TL;DR I recommend the following implementation:

• Remove BLOCKED_ROLE altogether, I don't think we have yet used it anywhere.
• Rename LEFT_ROLE to NO_ACCESS_ROLE (for clarity)
  • Remove this checklist
• Add new properties in schema for Role (potentially rename to Membership at the same time)
  • status: enum MEMBER | REMOVED | LEFT - define MEMBER as enum 0 so that is what is decoded on existing data which did not include this data
  • leftReason as an optional protobuf field, this will ensure that existing data will be decoded with this as undefined rather than an empty string ('').
• When a user leaves, they update their membership record to set status: 'left' and they change their role ID to NO_ACCESS_ROLE_ID.
• When a user is removed, their membership is set (by another device) to status: 'removed' and change their role ID to NO_ACCESS_ROLE_ID.
• We should probably add a check when reading membership records to always return NO_ACCESS_ROLE whenever membership.status !== 'member'.
• Project constructor adds a listener on this.#roles.on('update', (docIds) => if (docIds.has(this.deviceId)) this.emit('own-role-update', this.$getOwnRole())) (should this be own-membership-update and $getOwnMembership()?)
• Project manager adds a listener on any new project project.on('own-role-update', membership => if (membership !== 'member') this.#removeEncryptionKeysAndSetHasLeftProject())
• manager.leaveProject() just becomes await project[kProjectLeave](), and the rest of the code is moved to the side-effect this.#removeEncryptionKeysAndSetHasLeftProject(), or we call that anyway in leaveProject() (it should be ok to call twice).
• Don't delete from activeProjects on leave or remove.
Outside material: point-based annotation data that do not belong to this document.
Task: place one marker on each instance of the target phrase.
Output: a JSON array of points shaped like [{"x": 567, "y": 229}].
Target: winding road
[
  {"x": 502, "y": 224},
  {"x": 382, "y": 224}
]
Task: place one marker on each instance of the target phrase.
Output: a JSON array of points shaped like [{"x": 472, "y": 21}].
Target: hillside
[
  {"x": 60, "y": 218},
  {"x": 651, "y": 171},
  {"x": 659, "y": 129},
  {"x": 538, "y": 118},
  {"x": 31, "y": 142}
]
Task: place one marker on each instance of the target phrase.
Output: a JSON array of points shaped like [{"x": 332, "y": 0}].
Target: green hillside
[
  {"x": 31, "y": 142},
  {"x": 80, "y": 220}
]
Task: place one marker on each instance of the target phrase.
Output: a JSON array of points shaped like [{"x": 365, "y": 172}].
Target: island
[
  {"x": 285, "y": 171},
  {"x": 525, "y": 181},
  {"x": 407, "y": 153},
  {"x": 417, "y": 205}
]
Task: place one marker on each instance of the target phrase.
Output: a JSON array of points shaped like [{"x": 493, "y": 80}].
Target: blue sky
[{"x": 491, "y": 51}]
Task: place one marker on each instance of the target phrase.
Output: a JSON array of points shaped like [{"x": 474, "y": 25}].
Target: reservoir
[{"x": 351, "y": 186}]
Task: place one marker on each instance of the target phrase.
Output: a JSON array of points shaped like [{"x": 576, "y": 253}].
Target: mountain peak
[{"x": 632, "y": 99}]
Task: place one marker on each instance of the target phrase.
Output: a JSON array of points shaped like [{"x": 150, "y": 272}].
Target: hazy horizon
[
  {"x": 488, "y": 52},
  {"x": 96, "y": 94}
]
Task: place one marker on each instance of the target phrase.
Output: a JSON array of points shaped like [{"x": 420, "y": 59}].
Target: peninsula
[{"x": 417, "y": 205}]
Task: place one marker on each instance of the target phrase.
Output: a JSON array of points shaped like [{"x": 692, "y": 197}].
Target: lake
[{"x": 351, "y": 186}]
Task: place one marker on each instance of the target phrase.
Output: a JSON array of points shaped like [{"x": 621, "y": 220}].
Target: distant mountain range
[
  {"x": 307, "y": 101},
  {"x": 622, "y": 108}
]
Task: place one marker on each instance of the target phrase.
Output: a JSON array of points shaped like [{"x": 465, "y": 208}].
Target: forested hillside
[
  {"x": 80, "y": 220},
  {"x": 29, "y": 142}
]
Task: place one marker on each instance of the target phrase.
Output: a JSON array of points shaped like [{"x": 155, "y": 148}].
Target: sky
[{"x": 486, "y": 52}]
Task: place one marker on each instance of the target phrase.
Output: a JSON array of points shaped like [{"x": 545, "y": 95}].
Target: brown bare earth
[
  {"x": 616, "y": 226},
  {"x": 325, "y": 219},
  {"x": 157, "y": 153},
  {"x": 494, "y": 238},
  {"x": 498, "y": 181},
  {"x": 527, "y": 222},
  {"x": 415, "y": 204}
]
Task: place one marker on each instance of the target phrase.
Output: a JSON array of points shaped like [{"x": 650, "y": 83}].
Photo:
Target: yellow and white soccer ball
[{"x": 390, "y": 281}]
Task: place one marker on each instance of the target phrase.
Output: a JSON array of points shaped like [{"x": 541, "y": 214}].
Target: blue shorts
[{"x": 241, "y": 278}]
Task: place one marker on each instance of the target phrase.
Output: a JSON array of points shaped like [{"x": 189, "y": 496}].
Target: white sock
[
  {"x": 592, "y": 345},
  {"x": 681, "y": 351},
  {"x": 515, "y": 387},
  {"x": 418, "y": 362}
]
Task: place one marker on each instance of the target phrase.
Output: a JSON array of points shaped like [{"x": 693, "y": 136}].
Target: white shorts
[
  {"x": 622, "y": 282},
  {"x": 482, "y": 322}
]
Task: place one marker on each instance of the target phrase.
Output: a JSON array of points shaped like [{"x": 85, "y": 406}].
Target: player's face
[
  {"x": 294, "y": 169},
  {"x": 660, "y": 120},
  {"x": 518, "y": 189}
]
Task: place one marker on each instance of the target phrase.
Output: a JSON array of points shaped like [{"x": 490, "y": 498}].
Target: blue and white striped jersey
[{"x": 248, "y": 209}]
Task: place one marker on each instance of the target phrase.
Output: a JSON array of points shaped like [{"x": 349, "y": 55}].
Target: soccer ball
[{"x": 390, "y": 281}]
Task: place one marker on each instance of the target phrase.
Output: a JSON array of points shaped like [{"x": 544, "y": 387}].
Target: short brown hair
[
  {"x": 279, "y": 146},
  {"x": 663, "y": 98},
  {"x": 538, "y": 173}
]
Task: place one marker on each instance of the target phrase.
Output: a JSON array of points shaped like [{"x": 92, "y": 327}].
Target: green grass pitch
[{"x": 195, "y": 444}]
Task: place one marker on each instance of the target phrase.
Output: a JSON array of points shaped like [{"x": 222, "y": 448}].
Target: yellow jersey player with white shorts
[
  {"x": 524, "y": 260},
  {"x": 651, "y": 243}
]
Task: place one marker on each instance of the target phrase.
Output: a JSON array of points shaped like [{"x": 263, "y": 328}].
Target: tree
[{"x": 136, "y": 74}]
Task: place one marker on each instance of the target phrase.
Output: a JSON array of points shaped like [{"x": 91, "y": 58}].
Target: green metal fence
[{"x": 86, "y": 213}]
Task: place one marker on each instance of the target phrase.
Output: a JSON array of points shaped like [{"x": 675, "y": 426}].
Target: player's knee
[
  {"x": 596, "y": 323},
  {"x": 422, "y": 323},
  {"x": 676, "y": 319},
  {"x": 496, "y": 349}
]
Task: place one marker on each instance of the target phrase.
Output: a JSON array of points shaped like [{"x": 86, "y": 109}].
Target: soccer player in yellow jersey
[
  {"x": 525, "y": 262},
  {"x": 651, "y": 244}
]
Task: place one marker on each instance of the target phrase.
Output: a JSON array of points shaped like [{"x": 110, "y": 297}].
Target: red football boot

Then from the front-end perspective they can know:

• manager.listProjects() will not return projects that a user has either left or been removed from, unless they pass includeLeft: true.
• They can listen on project.on('own-role-udpate') (or own-membership-update) and check whether the returned membership record has status='member', and take action accordingly - this will also have leftReason which they can use in the notification to the user. In the future we can use this to notify users when their membership has changed to be a coordinator or participant also.

We should probably add a check in manager.getProject() to do if (await project.$getOwnRole().status !== 'member') this.#removeEncryptionKeysAndSetHasLeftProject(), in case somehow we miss the event (e.g. unexpected app shutdown)

[RangerMauve]

Some thoughts:

1. we already use the blocked role to removed archive servers so I don't think removal is an option
2. Adding a status field and defaulting to 0 won't cover all the existing left users and blocked servers.
3. I worry it'd require additional validation, e.g. do we need to anticipate status member but role no access, or status coordinator but role left? I like how the existing roles give us a view of all the membership info at once.
4. If we really want a status I think we should add it to the roles.js definition
5. Instead of left reason I think it should just be reason to leave things open for adding reasons for addition or promotion to coordinator (or demotion to member?)

I think given the urgency of this release it'd be good to aim smaller so we can get it done in time for the front end team to wire things up.

I agree with the points outside of these objections 👍

[RangerMauve]

Another thought re status: 'member' | 'removed' | 'left', is there much utility in the distinction between removed and left? I feel like for the frontend we only really need to know is a member vs no longer a member.

@ErikSin @cimigree Thoughts re: above?

[cimigree]

@RangerMauve Would this impact our ability to know if someone needs to be shown the message that they have been removed from a project? If they leave (left), we don't need to show them anything...

[ErikSin]

I can imagine a case where we want to prevent someone from re-joining if they have been removed, but allowing some to re-join if they left the project themselves.